If your healthcare organization performs data abstraction internally (rather than outsourcing it), you likely recognize that it can sometimes be challenging to find the time and staff necessary for chart abstraction. Abstraction can be tedious and it often gets pushed aside to make room for more obviously relevant tasks. However, while it can be tempting to deprioritize abstraction, the truth is that the work is extremely important.
Here are five reasons why you should think of abstraction as less of a headache, and more of a process that benefits you and your patients:
- Your mission is to provide top notch clinical care.
Obviously your aim is to provide the very best care to patients. So you need to continuously make improvements and provide better care day after day. Insights garnered from clinical data enable you to understand how you are performing and where you need to make improvements in order to make care safer and more effective.
- You want to be viewed as an attractive option for healthcare needs. Consumers have choices when it comes to healthcare providers. Now, more than ever before, consumers are using publicly reported data to make decisions about their care. You need accurate and reliable data to submit for public reporting. And you need that data to prove you are capable of providing high quality care and exceptionally good outcomes for patients.

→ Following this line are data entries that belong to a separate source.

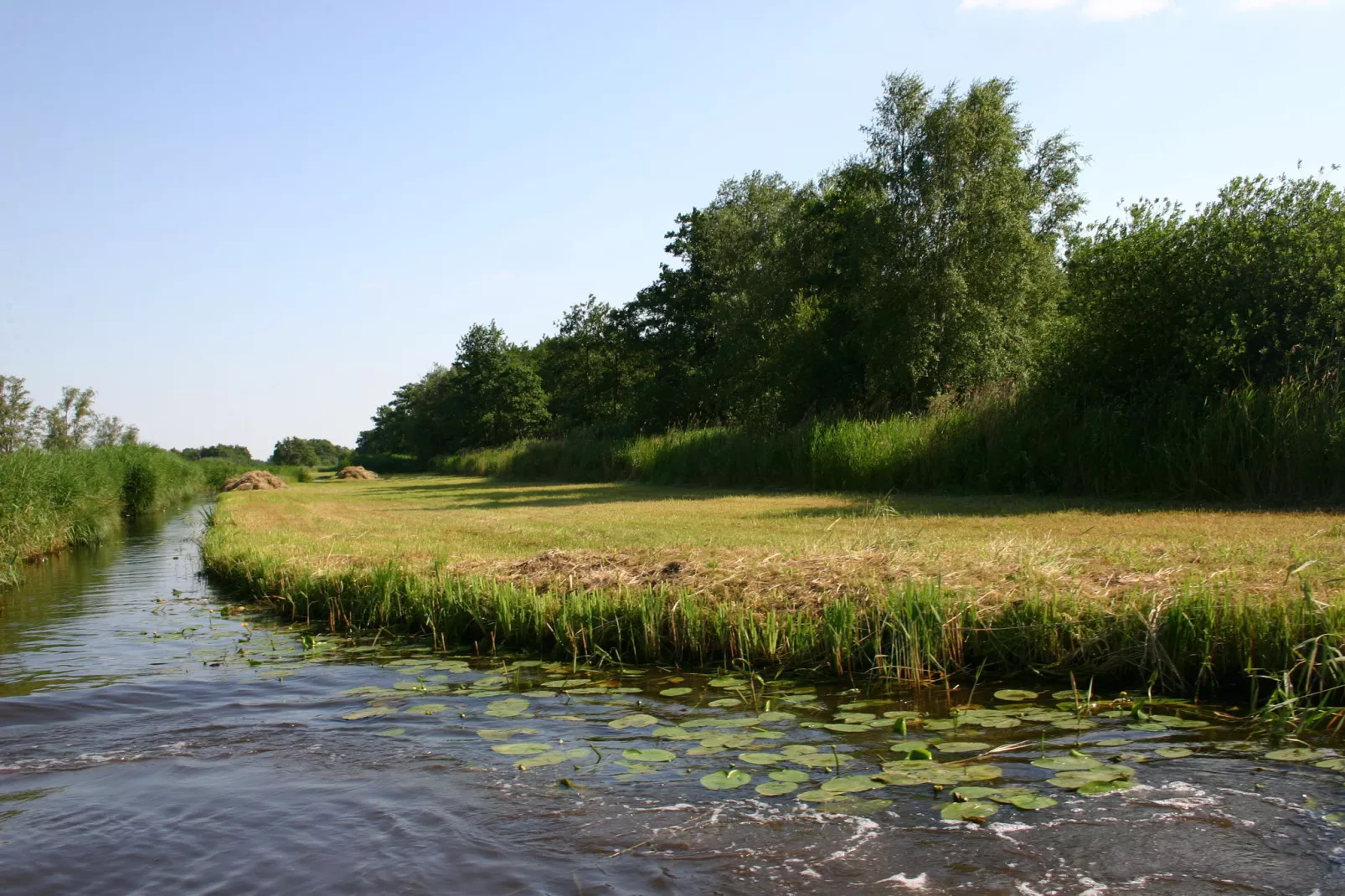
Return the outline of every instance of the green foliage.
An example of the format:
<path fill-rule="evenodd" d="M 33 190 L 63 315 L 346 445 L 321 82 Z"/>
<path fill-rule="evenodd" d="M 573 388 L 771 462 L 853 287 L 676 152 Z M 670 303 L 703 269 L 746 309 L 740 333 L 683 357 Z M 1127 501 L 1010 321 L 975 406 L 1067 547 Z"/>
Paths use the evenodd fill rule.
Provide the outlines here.
<path fill-rule="evenodd" d="M 1053 387 L 1212 394 L 1334 377 L 1345 362 L 1345 195 L 1235 179 L 1194 215 L 1142 202 L 1069 253 Z"/>
<path fill-rule="evenodd" d="M 143 445 L 0 455 L 0 584 L 32 557 L 95 544 L 122 515 L 152 513 L 202 490 L 204 472 Z"/>
<path fill-rule="evenodd" d="M 203 445 L 200 448 L 183 448 L 176 453 L 182 455 L 187 460 L 202 460 L 204 457 L 219 457 L 223 460 L 230 460 L 238 464 L 253 463 L 252 451 L 245 445 Z"/>
<path fill-rule="evenodd" d="M 350 457 L 350 448 L 334 445 L 325 439 L 291 436 L 276 443 L 268 463 L 284 467 L 336 467 Z"/>
<path fill-rule="evenodd" d="M 473 324 L 452 367 L 436 366 L 406 383 L 360 433 L 359 456 L 413 455 L 500 445 L 539 435 L 550 421 L 533 359 L 494 323 Z"/>
<path fill-rule="evenodd" d="M 20 377 L 0 375 L 0 455 L 19 451 L 30 441 L 32 398 Z"/>
<path fill-rule="evenodd" d="M 811 490 L 962 490 L 1220 500 L 1345 499 L 1338 378 L 1215 398 L 1098 401 L 983 393 L 877 421 L 573 433 L 437 459 L 440 472 Z"/>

- Your organization deserves to be recognized for its achievements. By reporting data through various recognition programs you can earn awards and endorsements that will give you a competitive advantage in the healthcare marketplace.
- You are required to meet quality standards to earn reimbursements and avoid penalties. The rules for getting paid in healthcare havechanged. Now, payment is based on performance. Therefore, you need data to help you see whether you are on track to meet quality measures or if you need to make adjustments in order to earn reimbursements.
- You are an integral part of industry-wide healthcare improvement. Quality improvement really is the number one reason for abstracting data from medical charts. But the improvement isn’t just within your organization. By reporting to registries and other outlets, you are sharing valuable information that can lead to the development of new guidelines and industry-wide improvements.